# Coil Springs Question



## Josh.AZ.GTO (Jul 11, 2009)

I had always planned on reusing my coil springs in my GTO, which look to be the original ones from the factory (as far as I can tell). 

My question is how do you know when you need new coil springs. I am in the process of removing the frame from the body and restoring the frame and all its components. I would just hate to miss the opportunity to change the springs out when the car is so far dismantled versus having to do it at a later time. Is there a test to determine if replacement is needed. I plan on replacing the suspension all around. Just curious on whether I should replace the springs as well.


----------



## 68greengoat (Sep 15, 2005)

41 year old springs need replacing.....


----------



## 05GTO (Oct 6, 2004)

68greengoat said:


> 41 year old springs need replacing.....


:agree 100%


----------



## Josh.AZ.GTO (Jul 11, 2009)

68greengoat said:


> 41 year old springs need replacing.....


Makes sense to me, just thought I would check, thanks guys..... I'll add new springs to the list "TO BUY".

:cheers


----------



## GTO JUDGE (May 14, 2005)

Josh.AZ.GTO said:


> Makes sense to me, just thought I would check, thanks guys..... I'll add new springs to the list "TO BUY".
> 
> :cheers


I just replaced my front springs, after they were installed I learned the previous owner replaced them 3 or so years ago.... I have a set.... 1970 GTO, they are non air condition car springs. Let me know if interested will post up pics of them and come up with a fair price. They look new.


----------



## geeteeohguy (Feb 2, 2008)

Agreed, 41 year old springs need replacing. Another way to check (but it's too late) is to measure the ride height of the car....but the car has to be assembled! Good luck with your resto.


----------



## Josh.AZ.GTO (Jul 11, 2009)

GTO JUDGE said:


> I just replaced my front springs, after they were installed I learned the previous owner replaced them 3 or so years ago.... I have a set.... 1970 GTO, they are non air condition car springs. Let me know if interested will post up pics of them and come up with a fair price. They look new.
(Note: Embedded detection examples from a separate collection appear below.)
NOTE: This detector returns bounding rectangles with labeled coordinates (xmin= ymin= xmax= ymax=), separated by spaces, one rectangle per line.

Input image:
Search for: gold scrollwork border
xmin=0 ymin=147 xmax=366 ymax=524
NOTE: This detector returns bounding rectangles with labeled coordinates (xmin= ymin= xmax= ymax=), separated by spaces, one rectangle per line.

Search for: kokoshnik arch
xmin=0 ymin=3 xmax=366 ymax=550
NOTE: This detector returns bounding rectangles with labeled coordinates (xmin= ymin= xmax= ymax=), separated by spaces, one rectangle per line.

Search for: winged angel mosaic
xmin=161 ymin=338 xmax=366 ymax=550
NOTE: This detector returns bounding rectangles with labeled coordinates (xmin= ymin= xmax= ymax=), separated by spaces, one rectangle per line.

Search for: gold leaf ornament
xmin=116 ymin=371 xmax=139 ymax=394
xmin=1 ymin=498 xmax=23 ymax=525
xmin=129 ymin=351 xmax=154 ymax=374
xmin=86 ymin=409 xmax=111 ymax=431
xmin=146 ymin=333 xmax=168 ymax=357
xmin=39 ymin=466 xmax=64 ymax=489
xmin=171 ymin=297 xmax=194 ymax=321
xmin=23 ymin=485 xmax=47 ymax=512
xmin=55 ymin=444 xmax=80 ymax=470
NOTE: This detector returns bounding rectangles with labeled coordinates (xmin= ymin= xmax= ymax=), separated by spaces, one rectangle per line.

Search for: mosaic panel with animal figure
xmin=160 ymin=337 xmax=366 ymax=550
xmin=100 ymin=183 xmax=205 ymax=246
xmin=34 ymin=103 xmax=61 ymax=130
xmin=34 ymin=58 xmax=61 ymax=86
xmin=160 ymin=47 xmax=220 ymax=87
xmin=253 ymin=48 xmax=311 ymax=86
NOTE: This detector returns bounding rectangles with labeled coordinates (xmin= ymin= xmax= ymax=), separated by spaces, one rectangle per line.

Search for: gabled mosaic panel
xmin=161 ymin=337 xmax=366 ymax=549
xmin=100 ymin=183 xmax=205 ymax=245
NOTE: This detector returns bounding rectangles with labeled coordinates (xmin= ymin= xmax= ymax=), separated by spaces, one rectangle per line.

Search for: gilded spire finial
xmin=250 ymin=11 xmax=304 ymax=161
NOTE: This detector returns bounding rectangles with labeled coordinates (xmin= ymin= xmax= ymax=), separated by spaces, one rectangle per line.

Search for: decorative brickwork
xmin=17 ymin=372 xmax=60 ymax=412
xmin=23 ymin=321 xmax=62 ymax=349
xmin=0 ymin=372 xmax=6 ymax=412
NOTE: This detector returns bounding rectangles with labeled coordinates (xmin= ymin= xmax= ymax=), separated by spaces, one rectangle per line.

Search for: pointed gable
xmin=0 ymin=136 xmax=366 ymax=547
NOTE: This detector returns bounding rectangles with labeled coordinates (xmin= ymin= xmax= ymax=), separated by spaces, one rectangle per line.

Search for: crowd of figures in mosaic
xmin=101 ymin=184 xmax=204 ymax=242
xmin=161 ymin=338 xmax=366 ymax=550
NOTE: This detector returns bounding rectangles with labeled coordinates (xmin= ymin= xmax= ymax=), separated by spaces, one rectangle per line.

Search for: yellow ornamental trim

You replaced all 4? I would be interested in them. Come up with a price and let me know. PM me.


----------



## GTO JUDGE (May 14, 2005)

I replaced just the front. If you're interested in them I will post up with a decent price I need a zip.


----------



## Josh.AZ.GTO (Jul 11, 2009)

GTO JUDGE said:


> I replaced just the front. If you're interested in them I will post up with a decent price I need a zip.


Mesa, AZ 85213


----------



## GTO JUDGE (May 14, 2005)

Josh.AZ.GTO said:


> Mesa, AZ 85213


OK gimmie a day I will get them up and a price.


----------